Eine Sinuswelle wird durch die Formel
u(x,t) = A sin(kx -
ωt + d)
beschrieben. Die Größe A heisst die Amplitude
der Welle. Das Argument der Sinusfunktion ist ein orts- und
zeitabhängiger "Phasenwinkel" a = kx - ωt + d. Die Größe d beschreibt die
"Phasenverschiebung". Der Betrag B = |u| der Wellengröße hängt von Ort
und Zeit nur über den Phasenwinkel a ab.
Mathematische Modellierung
Wir wollen nun die Bewegung eines Teilchenstrahls ebenfalls durch eine
"Wellengröße" beschreiben. Wir nennen diese Größe ψ (sprich: "psi"). Diese
Größe ψ soll einerseits die Teilchendichte beschreiben, und sich
andererseits wellenförmig durch den Raum fortpflanzen. An einem einzelnen
Teilchenstrahl soll die wellige Struktur aber gar nicht sichtbar sein, erst
bei Überlagerung zweier Teilchenstrahlen soll sich die Wellennatur durch
Interferenz bemerkbar machen. Wir fordern von unserem mathematischen Modell
also, dass es unbeobachtbare Bestandteile hat! Das ist ein neuer Gedanke,
der so in der klassischen Physik bisher noch nicht aufgetaucht ist!
Was
ist eigentlich ein mathematisches Modell?

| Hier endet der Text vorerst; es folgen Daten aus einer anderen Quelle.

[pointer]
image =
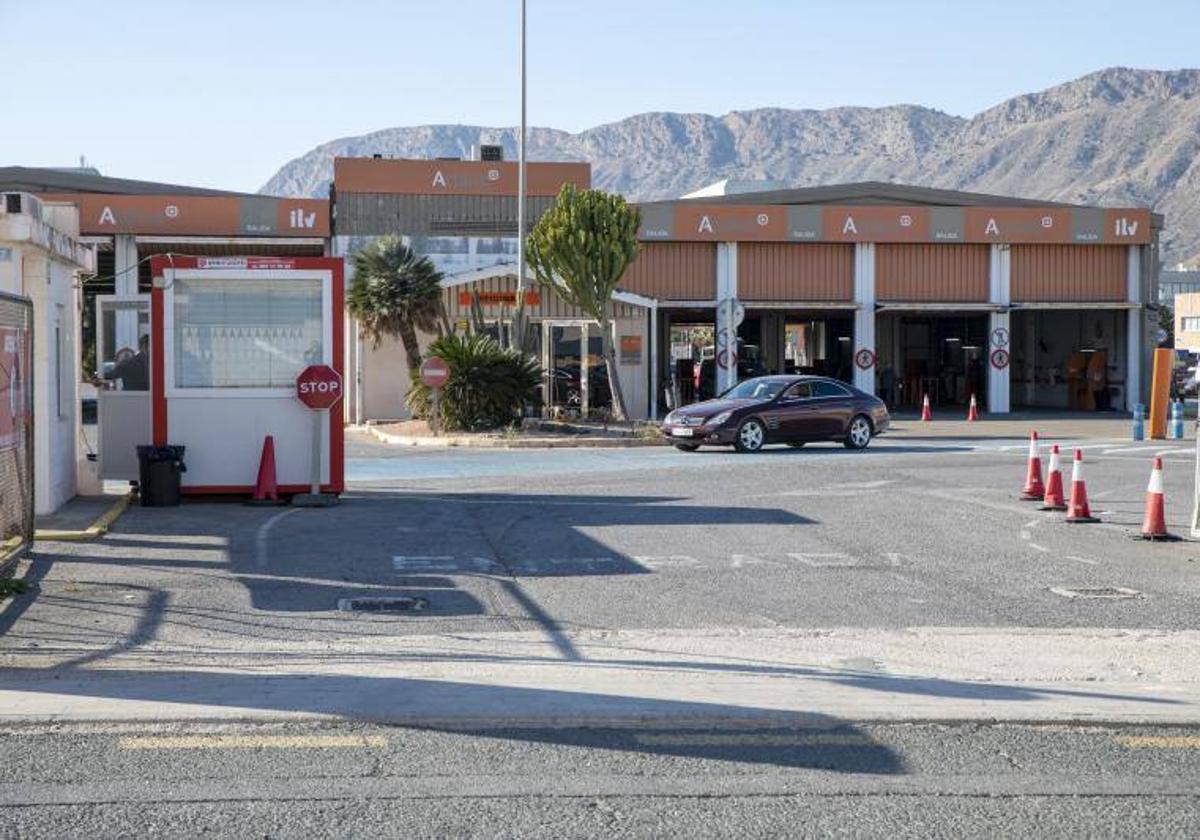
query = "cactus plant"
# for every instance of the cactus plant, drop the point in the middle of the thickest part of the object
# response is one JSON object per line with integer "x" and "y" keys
{"x": 580, "y": 249}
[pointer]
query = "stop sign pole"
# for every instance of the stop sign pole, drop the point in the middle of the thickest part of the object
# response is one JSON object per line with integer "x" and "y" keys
{"x": 319, "y": 388}
{"x": 435, "y": 373}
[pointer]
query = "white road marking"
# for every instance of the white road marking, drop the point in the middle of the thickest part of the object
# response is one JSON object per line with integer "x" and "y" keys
{"x": 424, "y": 563}
{"x": 826, "y": 561}
{"x": 263, "y": 534}
{"x": 741, "y": 561}
{"x": 1159, "y": 742}
{"x": 667, "y": 561}
{"x": 753, "y": 739}
{"x": 247, "y": 742}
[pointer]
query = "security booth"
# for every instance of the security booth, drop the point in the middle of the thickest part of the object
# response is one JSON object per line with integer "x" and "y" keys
{"x": 229, "y": 336}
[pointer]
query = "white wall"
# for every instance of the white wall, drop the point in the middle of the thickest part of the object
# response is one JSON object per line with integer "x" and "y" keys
{"x": 52, "y": 287}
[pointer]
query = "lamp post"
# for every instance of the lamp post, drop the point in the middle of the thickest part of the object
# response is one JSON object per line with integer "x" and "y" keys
{"x": 519, "y": 322}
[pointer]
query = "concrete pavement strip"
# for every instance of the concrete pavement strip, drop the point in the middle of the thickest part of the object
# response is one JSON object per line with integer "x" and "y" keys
{"x": 802, "y": 677}
{"x": 97, "y": 528}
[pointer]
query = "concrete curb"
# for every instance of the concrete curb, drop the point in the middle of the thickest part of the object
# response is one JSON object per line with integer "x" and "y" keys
{"x": 466, "y": 442}
{"x": 97, "y": 528}
{"x": 9, "y": 558}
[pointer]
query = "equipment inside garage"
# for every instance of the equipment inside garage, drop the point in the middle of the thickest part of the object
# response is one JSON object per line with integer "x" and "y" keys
{"x": 1071, "y": 359}
{"x": 943, "y": 357}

Ein mathematisches Modell ist
eine Sammlung mathematischer Größen und Beziehungen, die Beobachtungen und
Messungen, die man innerhalb eines bestimmten Erfahrungsbereiches gemacht
hat, beschreiben sollen. Das Ziel ist, aus mathematischen Überlegungen
(Berechnungen) Vorhersagen über weitere Beobachtungen zu machen. Die
Verbindung zwischen mathematischen Größen und Beobachtungen wird durch
Interpretationsregeln definiert. Es müssen aber keineswegs
alle mathematischen Größen, die bei den Berechnungen nötig sind, oder die
als Zwischenresultate auftauchen, eine direkte Interpretation haben.

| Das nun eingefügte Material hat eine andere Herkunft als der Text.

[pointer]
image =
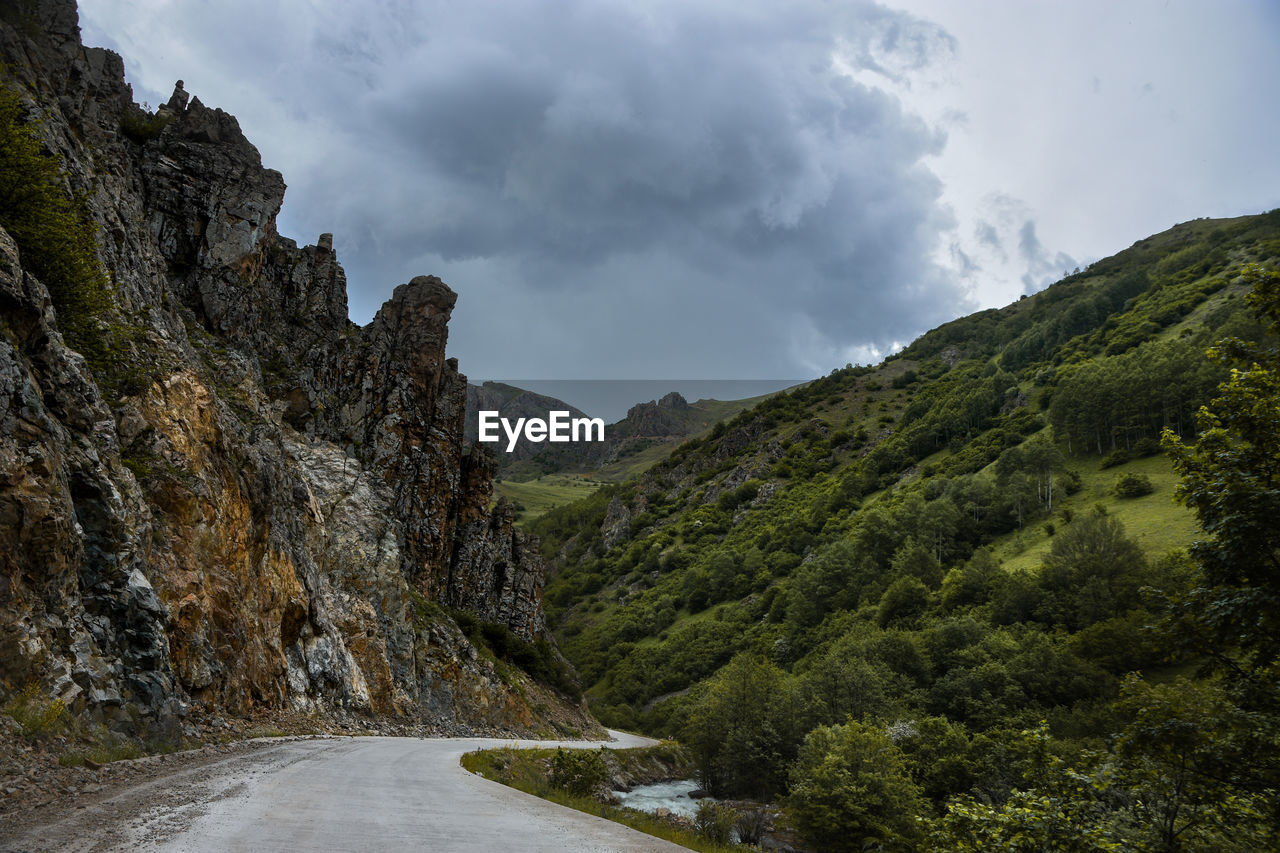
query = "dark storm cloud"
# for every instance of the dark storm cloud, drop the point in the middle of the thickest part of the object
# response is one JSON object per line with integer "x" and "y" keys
{"x": 1043, "y": 268}
{"x": 741, "y": 160}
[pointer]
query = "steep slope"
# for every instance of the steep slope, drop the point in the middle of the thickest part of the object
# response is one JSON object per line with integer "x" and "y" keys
{"x": 862, "y": 520}
{"x": 215, "y": 488}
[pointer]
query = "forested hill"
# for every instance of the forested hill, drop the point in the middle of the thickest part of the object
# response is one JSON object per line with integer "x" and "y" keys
{"x": 942, "y": 550}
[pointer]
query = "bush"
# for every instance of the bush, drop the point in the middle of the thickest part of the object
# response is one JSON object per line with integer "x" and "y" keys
{"x": 1133, "y": 486}
{"x": 851, "y": 790}
{"x": 579, "y": 771}
{"x": 142, "y": 126}
{"x": 37, "y": 715}
{"x": 1118, "y": 456}
{"x": 714, "y": 821}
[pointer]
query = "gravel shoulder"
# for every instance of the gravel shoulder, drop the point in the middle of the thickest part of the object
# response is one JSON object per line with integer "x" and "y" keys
{"x": 319, "y": 793}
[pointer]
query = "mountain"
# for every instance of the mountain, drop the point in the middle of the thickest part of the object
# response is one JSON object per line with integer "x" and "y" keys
{"x": 933, "y": 552}
{"x": 511, "y": 404}
{"x": 219, "y": 495}
{"x": 630, "y": 445}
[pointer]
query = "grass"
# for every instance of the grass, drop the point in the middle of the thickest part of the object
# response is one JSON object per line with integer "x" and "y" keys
{"x": 1155, "y": 521}
{"x": 545, "y": 493}
{"x": 528, "y": 770}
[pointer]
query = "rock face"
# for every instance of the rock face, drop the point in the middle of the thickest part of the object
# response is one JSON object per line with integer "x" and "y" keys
{"x": 252, "y": 502}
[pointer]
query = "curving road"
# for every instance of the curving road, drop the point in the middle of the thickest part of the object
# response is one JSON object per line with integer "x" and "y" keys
{"x": 343, "y": 794}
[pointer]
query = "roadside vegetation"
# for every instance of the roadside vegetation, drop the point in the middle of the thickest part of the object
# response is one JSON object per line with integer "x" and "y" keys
{"x": 579, "y": 779}
{"x": 1009, "y": 589}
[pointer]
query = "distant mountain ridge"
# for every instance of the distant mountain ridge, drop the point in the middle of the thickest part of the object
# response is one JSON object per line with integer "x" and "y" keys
{"x": 636, "y": 439}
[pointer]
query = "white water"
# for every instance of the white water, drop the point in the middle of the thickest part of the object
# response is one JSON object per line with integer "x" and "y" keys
{"x": 650, "y": 798}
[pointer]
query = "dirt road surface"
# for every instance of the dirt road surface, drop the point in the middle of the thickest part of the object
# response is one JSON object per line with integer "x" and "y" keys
{"x": 337, "y": 794}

Ein Wellenmodell für Teilchenstrahlen
Wie die klassische Sinuswelle wird auch die Wellengröße ψ unseres Modells
durch zwei Größen charakterisiert sein, und zwar durch
einen
Betrag B = |ψ|,
einen Phasenwinkel a.
Mit Hilfe des Phasenwinkels sollen die Welleneigenschaften des
Teilchenstrahls und letztlich die Interferenz beschrieben werden.
Mit
dem Betrag B wollen wir die Teilchendichte beschreiben. Wenn keine
Interferenz stattfindet, soll die Teilchendichte (also der Betrag B) aber
konstant bleiben und nicht periodisch wie die Höhe einer Welle schwanken.

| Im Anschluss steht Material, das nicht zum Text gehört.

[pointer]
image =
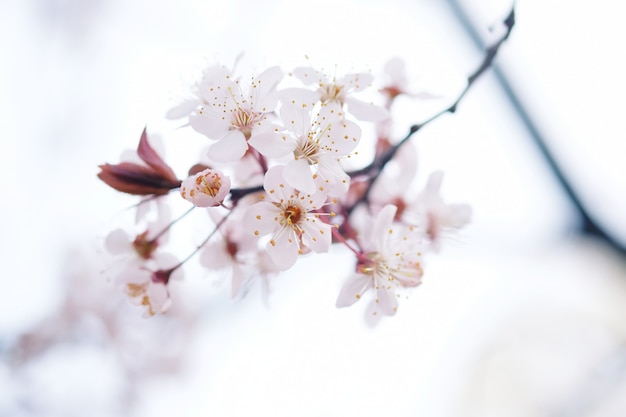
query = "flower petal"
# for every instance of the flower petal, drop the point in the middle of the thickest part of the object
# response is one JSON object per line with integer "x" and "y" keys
{"x": 317, "y": 235}
{"x": 272, "y": 144}
{"x": 284, "y": 250}
{"x": 118, "y": 242}
{"x": 353, "y": 289}
{"x": 367, "y": 112}
{"x": 232, "y": 147}
{"x": 297, "y": 173}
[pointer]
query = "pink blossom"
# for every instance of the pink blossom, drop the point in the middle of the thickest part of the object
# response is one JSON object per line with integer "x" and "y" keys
{"x": 235, "y": 111}
{"x": 207, "y": 188}
{"x": 318, "y": 140}
{"x": 391, "y": 259}
{"x": 339, "y": 92}
{"x": 142, "y": 271}
{"x": 432, "y": 215}
{"x": 291, "y": 220}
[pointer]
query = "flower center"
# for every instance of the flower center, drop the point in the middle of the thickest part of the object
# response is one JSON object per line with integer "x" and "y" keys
{"x": 307, "y": 148}
{"x": 244, "y": 120}
{"x": 211, "y": 187}
{"x": 292, "y": 214}
{"x": 332, "y": 92}
{"x": 144, "y": 246}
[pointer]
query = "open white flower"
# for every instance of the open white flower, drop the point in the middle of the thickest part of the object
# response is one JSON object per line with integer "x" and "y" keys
{"x": 339, "y": 92}
{"x": 143, "y": 271}
{"x": 391, "y": 259}
{"x": 318, "y": 140}
{"x": 432, "y": 215}
{"x": 233, "y": 112}
{"x": 291, "y": 220}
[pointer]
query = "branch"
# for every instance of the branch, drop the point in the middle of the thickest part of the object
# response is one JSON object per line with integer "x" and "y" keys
{"x": 375, "y": 168}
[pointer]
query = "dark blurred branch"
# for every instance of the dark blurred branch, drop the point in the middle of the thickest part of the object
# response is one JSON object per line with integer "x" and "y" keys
{"x": 588, "y": 225}
{"x": 374, "y": 169}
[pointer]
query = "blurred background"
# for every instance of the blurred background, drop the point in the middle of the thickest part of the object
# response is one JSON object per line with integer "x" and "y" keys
{"x": 522, "y": 313}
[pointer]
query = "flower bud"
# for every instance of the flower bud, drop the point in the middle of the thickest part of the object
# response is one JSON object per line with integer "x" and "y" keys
{"x": 207, "y": 188}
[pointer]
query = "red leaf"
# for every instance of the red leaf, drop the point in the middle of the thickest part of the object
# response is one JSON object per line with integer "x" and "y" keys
{"x": 150, "y": 157}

Der Phasenwinkel soll also in diesem Fall unbemerkt bleiben.
Während
sich also der Phasenwinkel, wie bei einer Welle, periodisch ändert, soll
hingegen der Betrag sogar eventuell sogar konstant bleiben. Anders als bei
der Sinuswelle muss sich der Phasenwinkel sich also unabhängig vom Betrag
ändern können. Wie können wir das erreichen? Fassen wir zusammen:
Die Verteilung von Teilchen in einem Teilchenstrahl soll durch eine
"Wellengröße" ψ beschrieben werden. Die Größe ψ soll durch einen Betrag
B=|ψ| und einen davon unabhängigen Phasenwinkel a charakterisiert
werden.
Die Teilchendichte soll durch die Intensität der
Welle beschrieben werden (also durch das Quadrat des
Betrages):
Teilchendichte η = |ψ|2.
Der Phasenwinkel a soll die Beschreibung der Interferenz
ermöglichen, soll aber selbst nicht beobachtbar sein.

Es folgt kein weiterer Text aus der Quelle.